Coronavirus: la lettre émouvante d'une pédiatre à ses jeunes patients

Sandra Pannizzotto est pédiatre au CHR de la Citadelle à Liège. Elle écrit une lettre ouverte à Ibrahim, Loïc, Sofia, Louise et tous les autres jeunes patients "victimes collatérales (comme toujours) de cette guerre contre le coronavirus."

À Ibrahim, Loïc, Sofia, Louise et les autres…

Ça a commencé comme une info inespérée : le truc improbable qui même en rêve semblait trop beau. Une dame élégante, en tailleur noir, devenait en un instant l’idole des jeunes. Du jour au lendemain : la quille ! Finie l’école pour une durée indéterminée : Netflix et Tik Tok à gogo : pour un peu on vous aurait défini la Liberté. Même pour les plus petits d’entre vous, ce moment devenait doux : papa et/ou maman à la maison, présents pour la panade, les jeux et le dodo : c’était fantastique ! Ho bien sûr, il y avait bien cet air soucieux sur leur front mais à l’âge qui fait de vous des patients dits "pédiatriques" on passe vite sur ces yeux froncés quant on peut déployer un train en bois dans le salon ou risquer un TOP1 sur Fortnite.

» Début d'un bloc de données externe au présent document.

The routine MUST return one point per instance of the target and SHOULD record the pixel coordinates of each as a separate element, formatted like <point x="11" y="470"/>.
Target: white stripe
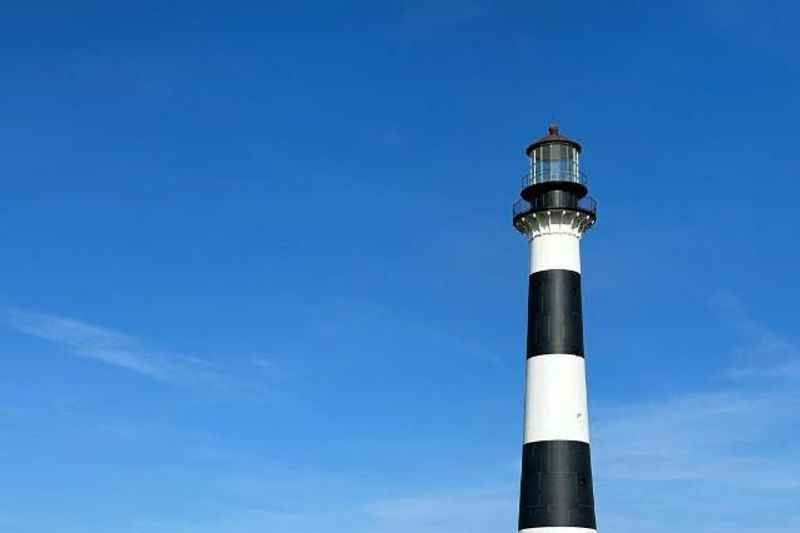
<point x="555" y="398"/>
<point x="557" y="530"/>
<point x="551" y="251"/>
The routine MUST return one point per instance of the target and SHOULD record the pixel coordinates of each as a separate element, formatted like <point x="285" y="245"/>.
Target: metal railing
<point x="587" y="204"/>
<point x="544" y="174"/>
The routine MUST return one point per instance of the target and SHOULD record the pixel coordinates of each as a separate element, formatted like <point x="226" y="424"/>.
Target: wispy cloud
<point x="115" y="348"/>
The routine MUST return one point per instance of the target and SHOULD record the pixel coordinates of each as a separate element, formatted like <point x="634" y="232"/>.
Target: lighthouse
<point x="553" y="213"/>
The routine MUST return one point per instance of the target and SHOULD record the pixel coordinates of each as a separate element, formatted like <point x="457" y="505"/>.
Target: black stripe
<point x="556" y="485"/>
<point x="555" y="319"/>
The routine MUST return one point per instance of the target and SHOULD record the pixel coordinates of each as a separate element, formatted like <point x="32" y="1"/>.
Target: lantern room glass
<point x="554" y="162"/>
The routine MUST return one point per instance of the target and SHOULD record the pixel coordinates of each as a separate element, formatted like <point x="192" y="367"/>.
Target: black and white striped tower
<point x="553" y="213"/>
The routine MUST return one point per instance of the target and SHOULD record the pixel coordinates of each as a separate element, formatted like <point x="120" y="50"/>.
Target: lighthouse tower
<point x="553" y="213"/>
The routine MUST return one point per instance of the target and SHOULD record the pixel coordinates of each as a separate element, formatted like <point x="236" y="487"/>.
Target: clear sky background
<point x="259" y="274"/>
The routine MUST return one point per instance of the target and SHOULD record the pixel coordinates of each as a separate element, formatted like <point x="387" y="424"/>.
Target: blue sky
<point x="259" y="272"/>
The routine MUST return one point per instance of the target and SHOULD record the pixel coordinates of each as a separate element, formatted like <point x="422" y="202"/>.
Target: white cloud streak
<point x="115" y="348"/>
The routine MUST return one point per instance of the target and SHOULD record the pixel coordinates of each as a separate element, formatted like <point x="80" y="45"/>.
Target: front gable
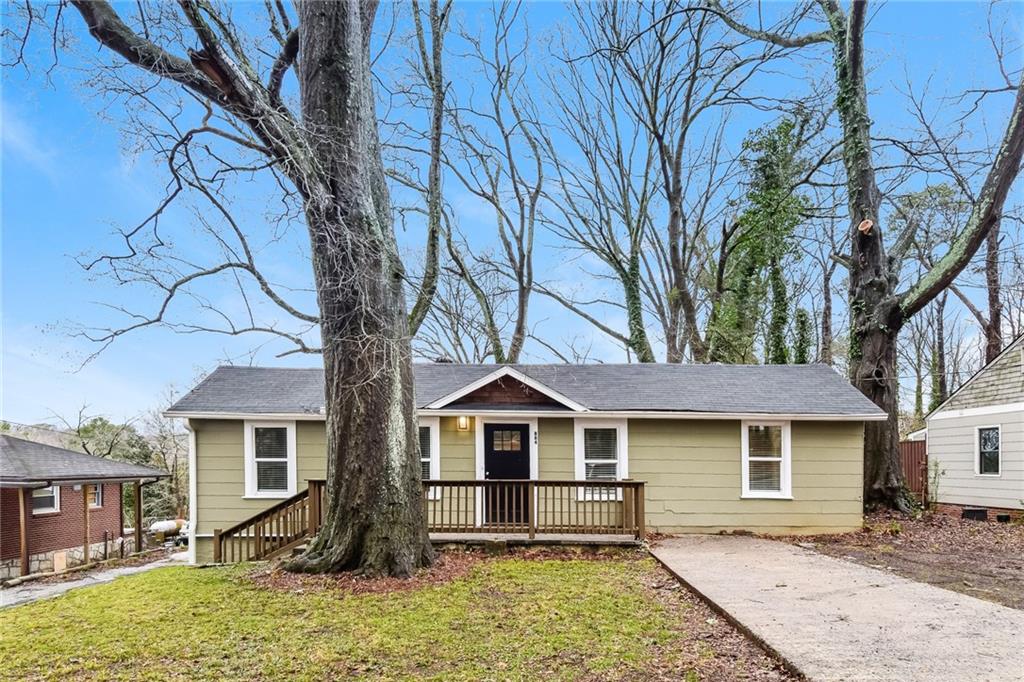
<point x="506" y="391"/>
<point x="507" y="386"/>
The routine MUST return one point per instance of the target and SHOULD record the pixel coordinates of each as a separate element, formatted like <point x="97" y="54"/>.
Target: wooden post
<point x="85" y="522"/>
<point x="641" y="520"/>
<point x="23" y="523"/>
<point x="629" y="500"/>
<point x="313" y="508"/>
<point x="531" y="507"/>
<point x="138" y="516"/>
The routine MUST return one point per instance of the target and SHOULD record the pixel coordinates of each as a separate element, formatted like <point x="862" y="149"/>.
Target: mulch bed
<point x="978" y="558"/>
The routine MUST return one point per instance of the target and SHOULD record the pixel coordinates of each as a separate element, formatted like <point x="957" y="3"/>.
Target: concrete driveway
<point x="835" y="620"/>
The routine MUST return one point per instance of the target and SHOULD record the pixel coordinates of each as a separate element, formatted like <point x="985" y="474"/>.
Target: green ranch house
<point x="544" y="453"/>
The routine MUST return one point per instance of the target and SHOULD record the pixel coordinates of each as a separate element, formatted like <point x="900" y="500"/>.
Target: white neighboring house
<point x="976" y="437"/>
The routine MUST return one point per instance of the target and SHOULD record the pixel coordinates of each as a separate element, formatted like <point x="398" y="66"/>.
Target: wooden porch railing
<point x="273" y="530"/>
<point x="478" y="507"/>
<point x="536" y="507"/>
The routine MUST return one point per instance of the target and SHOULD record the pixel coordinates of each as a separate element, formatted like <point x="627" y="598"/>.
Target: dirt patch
<point x="136" y="560"/>
<point x="978" y="558"/>
<point x="725" y="652"/>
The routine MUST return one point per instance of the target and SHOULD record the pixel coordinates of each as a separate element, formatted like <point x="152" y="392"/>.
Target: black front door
<point x="506" y="457"/>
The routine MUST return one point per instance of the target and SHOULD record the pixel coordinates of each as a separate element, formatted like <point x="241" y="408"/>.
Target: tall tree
<point x="878" y="307"/>
<point x="330" y="154"/>
<point x="432" y="70"/>
<point x="802" y="345"/>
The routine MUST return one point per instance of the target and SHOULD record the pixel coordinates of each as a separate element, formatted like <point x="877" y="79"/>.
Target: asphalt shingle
<point x="23" y="461"/>
<point x="768" y="389"/>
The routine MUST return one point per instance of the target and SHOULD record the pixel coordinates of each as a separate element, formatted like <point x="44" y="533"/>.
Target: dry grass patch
<point x="522" y="616"/>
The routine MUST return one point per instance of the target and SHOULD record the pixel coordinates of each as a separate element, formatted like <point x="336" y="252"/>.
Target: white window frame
<point x="434" y="424"/>
<point x="580" y="456"/>
<point x="250" y="451"/>
<point x="98" y="487"/>
<point x="56" y="501"/>
<point x="785" y="473"/>
<point x="977" y="451"/>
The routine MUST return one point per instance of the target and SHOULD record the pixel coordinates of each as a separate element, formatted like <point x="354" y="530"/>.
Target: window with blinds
<point x="765" y="465"/>
<point x="270" y="455"/>
<point x="600" y="460"/>
<point x="988" y="451"/>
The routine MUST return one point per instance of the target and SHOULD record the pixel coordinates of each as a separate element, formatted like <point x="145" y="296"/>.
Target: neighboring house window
<point x="601" y="454"/>
<point x="46" y="500"/>
<point x="96" y="496"/>
<point x="269" y="459"/>
<point x="430" y="445"/>
<point x="766" y="460"/>
<point x="988" y="451"/>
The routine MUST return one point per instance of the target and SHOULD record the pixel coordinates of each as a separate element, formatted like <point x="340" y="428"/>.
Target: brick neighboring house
<point x="52" y="499"/>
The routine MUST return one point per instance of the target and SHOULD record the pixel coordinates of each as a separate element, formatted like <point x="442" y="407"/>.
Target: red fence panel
<point x="913" y="458"/>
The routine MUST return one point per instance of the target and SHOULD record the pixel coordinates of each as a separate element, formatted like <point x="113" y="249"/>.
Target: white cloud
<point x="22" y="140"/>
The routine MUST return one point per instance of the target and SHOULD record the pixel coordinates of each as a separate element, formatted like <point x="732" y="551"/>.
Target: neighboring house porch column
<point x="23" y="527"/>
<point x="85" y="522"/>
<point x="138" y="516"/>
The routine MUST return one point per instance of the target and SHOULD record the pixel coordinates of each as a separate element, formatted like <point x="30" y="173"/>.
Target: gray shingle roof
<point x="24" y="461"/>
<point x="767" y="389"/>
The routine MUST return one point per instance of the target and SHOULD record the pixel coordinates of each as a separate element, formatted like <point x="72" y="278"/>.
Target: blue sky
<point x="68" y="183"/>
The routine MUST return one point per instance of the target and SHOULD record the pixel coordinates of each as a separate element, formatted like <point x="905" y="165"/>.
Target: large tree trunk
<point x="638" y="341"/>
<point x="993" y="330"/>
<point x="374" y="519"/>
<point x="873" y="373"/>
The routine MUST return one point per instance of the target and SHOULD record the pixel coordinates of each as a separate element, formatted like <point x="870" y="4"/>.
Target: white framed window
<point x="46" y="500"/>
<point x="988" y="451"/>
<point x="601" y="453"/>
<point x="766" y="460"/>
<point x="430" y="453"/>
<point x="96" y="496"/>
<point x="270" y="466"/>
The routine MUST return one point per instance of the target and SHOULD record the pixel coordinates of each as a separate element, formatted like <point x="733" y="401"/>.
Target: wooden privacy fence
<point x="536" y="507"/>
<point x="273" y="530"/>
<point x="913" y="461"/>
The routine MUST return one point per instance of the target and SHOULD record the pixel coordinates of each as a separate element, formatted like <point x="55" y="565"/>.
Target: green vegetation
<point x="755" y="283"/>
<point x="509" y="619"/>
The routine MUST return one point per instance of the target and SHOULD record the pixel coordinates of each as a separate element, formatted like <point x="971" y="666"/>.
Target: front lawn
<point x="510" y="617"/>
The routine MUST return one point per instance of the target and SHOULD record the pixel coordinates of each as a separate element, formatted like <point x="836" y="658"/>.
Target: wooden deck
<point x="579" y="539"/>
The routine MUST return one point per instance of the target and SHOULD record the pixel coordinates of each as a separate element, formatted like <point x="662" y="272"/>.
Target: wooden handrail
<point x="531" y="507"/>
<point x="274" y="529"/>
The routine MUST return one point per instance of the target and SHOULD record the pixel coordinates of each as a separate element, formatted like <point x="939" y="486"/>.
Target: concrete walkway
<point x="835" y="620"/>
<point x="34" y="591"/>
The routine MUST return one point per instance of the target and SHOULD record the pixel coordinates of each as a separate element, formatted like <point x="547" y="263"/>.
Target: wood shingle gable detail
<point x="507" y="390"/>
<point x="509" y="386"/>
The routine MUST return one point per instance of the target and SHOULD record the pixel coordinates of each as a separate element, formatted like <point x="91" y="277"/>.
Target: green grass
<point x="508" y="619"/>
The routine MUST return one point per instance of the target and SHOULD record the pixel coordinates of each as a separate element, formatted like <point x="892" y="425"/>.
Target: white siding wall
<point x="951" y="443"/>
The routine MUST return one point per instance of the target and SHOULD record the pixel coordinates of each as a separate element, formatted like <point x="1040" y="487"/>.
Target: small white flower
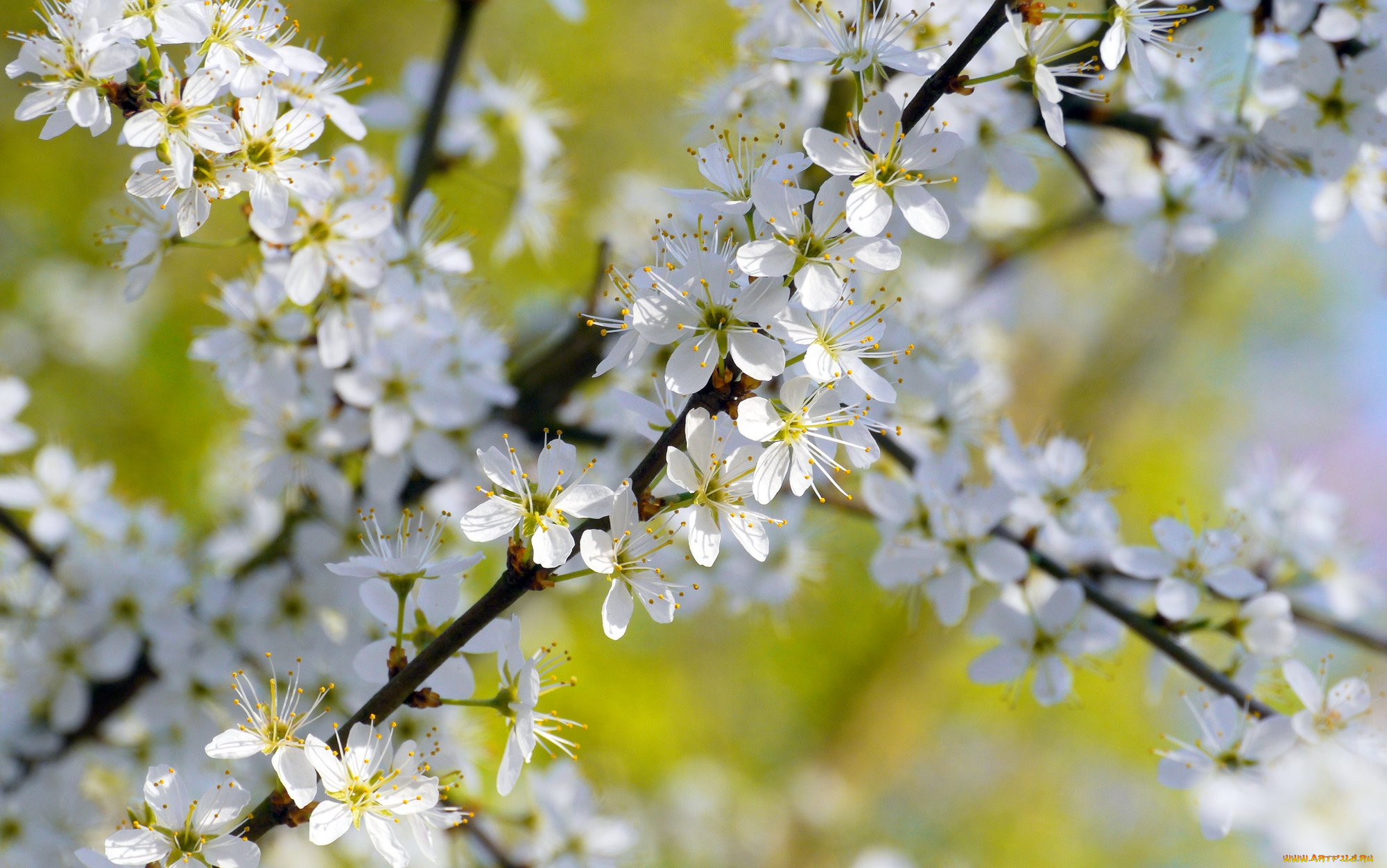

Vous, on vous a vite rangés, catalogués, balayés. On vous a qualifié de "vecteurs massifs mais peu malades", pratiquement pas atteints, bref épargnés.
Epargnés. Oui c’est vrai, d’un point de vue épidémiologique et infectiologique : c’est presque miraculeux. Comme si le message était celui qui régit ma profession : "vous êtes précieux".

Dans ce combat où mes collègues intensivistes adultes donnent sans compter et où succombent ceux qui portent notre Histoire, je ne peux m’empêcher de penser à vous : victimes collatérales (comme toujours) de cette guerre.

Vous, qui la première euphorie passée, avez vu vos parents inquiets pour leur boulot et qui avez compris que les copains, ce serait sur Insta seulement et pas au terrain de sport de la commune.

Vous, qui coexistez chaque jour aux côtés de votre famille dans un environnement confiné ; sans un espace d’intimité, sans la possibilité de s’extirper de conflits exacerbés.

Vous, qui voyez vos parents rivés aux chaînes d’info du pays qui a vu naître vos aïeux - et parfois vous-mêmes -, pendus au téléphone avec la famille restée là-bas, à la recherche de ces mots magiques : "nous allons bien".

Vous, que l’on veut tant protéger qu’on en oublierait de vous soigner… vous que le Covid-19 atteint si peu mais qui fait en sorte que les autres maladies aient le champ libre.

Vous, qui voyez partir pour l’hôpital des proches sans les revoir parfois… Qui apprenez le décès de vos grands-parents sans comprendre pourquoi personne dans la famille élargie ne vous prend dans les bras pour vous consoler, ni même pourquoi vous ne pouvez déposer une fleur blanche sur un cercueil.

Vous que ce confinement isole dans la violence domestique…

Votre grande résilience

Mais vous, qui êtes aussi ces êtres fantastiques capables de résilience en pleine catastrophe : vous qui retrouvez vos puzzles, découvrez sur Netflix une vieille série qui parle d’amis dans le New York d’avant 2001 et qui organisez des récrés par face time.

Vous qui cuisinez des gâteaux sur les conseils téléphoniques de vos grand-mères, qui devenez bricoleuses, couturiers ou acrobates.

Vous, qui avez redécouvert l’horizon devant votre balcon, qui vous surprenez à rêver devant une mappemonde et esquissez les prémices d’une chanson.

Vous, qui recensez les oiseaux et les insectes du jardin et avez appris à observer les étapes du bourgeonnement d’un myosotis dans un parterre…

A vous, venus de tous milieux, porteurs ou non de pathologies chroniques, je voudrais vous dire que nous, les soignants pédiatriques, nous sommes là : prêts, organisés et soucieux des moindres de vos maux ; qu’aujourd’hui comme demain quand il s’agira d’écouter votre récit, penser et panser vos plaies, entendre l’angoisse de vos parents, nous serons là.

Parce que sans vous, il n’y a pas de demain possible, je voudrais dire : Bravo.